Terlebih lagi, pada tahun 2020 Indonesia diprediksi akan mengalami bonus
demografi. Bonus demografi merupakan kondisi dimana tingkat ketergantungan
penduduk usia non-produktif terhadap penduduk usia produktif berada pada
tingkat yang rendah yang disebabkan karena jumlah penduduk usia produktif lebih
tinggi dibandingkan usia non produktif.
Disisi lain, anak
sebagai generasi penerus dan aset bangsa perlu mendapatkan perhatian yang
serius, sebab maju mundurnya suatu negara akan sangat tergantung pada generasi
saat ini dan masa yang akan datang. Oleh karena itu, kesejahteraan anak harus
dikedepankan agar terlahir generasi-generasi penerus bangsa yang berkualitas.
Kesejahteraan anak sebagai bagian dari upaya menciptakan sumber daya manusia
yang berkualitas hanya akan terwujud apabila semua pihak dapat menghormati dan
memperlakukan anak sesuai hak-haknya. Apabila anak tidak mendapatkan hak-haknya
dan perlindungan sosial sebagai salah satu pilar bangsa, maka mereka akan
cenderung mengalami masalah atau menjadi masalah. Salah satu masalah anak yang
masih menjadi perhatian di Indonesia saat ini adalah masalah anak jalanan.
Masalah anak jalanan ini dipandang sebagai masalah yang memberi pandangan negatif
terhadap pembangunan.
Hidup menjadi anak
jalanan bukanlah sebagai pilihan hidup yang menyenangkan, melainkan
keterpaksaan yang harus diterima karena adanya sebab tertentu. Anak jalanan
telah menjadi sebuah fenomena yang menuntut perhatian seluruh masyarakat
Indonesia. Secara psikologis, anak-anak tersebut belum mempunyai bentukan
mental emosional yang kokoh, namun mereka harus bergelut dengan dunia jalanan
yang keras dan cenderung berpengaruh negatif bagi pembentukan kepribadiannya. Situasi
dimana pemberdayaan terhadap anak jalanan hingga saat ini masih sangat minim.

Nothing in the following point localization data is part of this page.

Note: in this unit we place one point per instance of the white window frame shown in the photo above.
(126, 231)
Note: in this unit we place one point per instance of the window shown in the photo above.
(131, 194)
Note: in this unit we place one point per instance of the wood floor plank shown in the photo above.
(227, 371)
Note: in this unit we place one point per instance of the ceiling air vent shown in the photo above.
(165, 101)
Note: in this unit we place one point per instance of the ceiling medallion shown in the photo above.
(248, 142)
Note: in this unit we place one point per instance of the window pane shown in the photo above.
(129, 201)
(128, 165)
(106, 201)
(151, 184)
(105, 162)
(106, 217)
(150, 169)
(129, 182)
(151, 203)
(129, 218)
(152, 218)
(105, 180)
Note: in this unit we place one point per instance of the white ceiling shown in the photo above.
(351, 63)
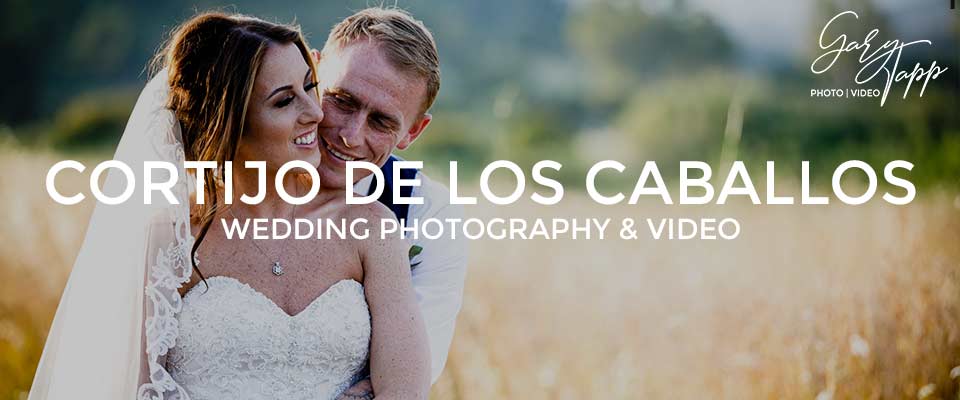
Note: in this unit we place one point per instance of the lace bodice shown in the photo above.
(235, 343)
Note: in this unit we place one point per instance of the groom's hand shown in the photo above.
(362, 390)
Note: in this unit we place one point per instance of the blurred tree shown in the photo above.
(623, 45)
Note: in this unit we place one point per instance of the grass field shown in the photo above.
(831, 302)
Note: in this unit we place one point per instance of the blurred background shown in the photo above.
(811, 302)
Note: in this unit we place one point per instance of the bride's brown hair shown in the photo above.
(212, 62)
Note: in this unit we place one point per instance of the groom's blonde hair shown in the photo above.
(406, 42)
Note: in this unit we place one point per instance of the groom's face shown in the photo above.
(370, 108)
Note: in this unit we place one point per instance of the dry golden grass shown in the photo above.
(810, 302)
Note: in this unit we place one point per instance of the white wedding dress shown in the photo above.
(235, 343)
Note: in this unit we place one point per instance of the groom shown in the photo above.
(380, 73)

Jika hal tersebut dibiarkan berlangsung, maka Indonesia akan kesulitan
melahirkan sumber daya manusia yang bisa diandalkan untuk bersaing dan
menyongsong bonus demografi 2020 mendatang.
Laporan Yayasan
Kesejahteraan Anak Indonesia (2004) mengatakan bahwa fenomena anak jalanan
semakin meningkat baik dari segi kualitas maupun kuantitas. Permasalahan yang
dialami anak jalanan dapat berupa tindak kekerasan fisik, psikis ekonomi,
maupun kekerasan sosial. Sebagian besar
kekerasan akibat dari ketidakmampuan orang tua yang tidak dapat memenuhi
kebutuhan dasar anaknya. Anak jalanan memiliki banyak pengalaman yang berasal dari
budaya keras dan tidak semuanya diterima oleh masyarakat. Oleh karena itu,
perlu adanya penberdayaan sekaligus pendampingan dalam mengembangkan proses
berfikir anak sehingga dapat meningkatkan kesejahteraan sosial bagi anak
jalanan. Melalui Bu Agia (Gubuk Anak Bahagia) diharapkan dapat menjadi salah
satu alternatif solusi penanganan anak jalanan usia produktif melalui inovasi pemberdayaan
berbasis agrisociopreneurship.
Badan Pusat Statistik
(2002) mencatat bahwa jumlah anak jalanan di Indonesia mencapai 94.674 orang.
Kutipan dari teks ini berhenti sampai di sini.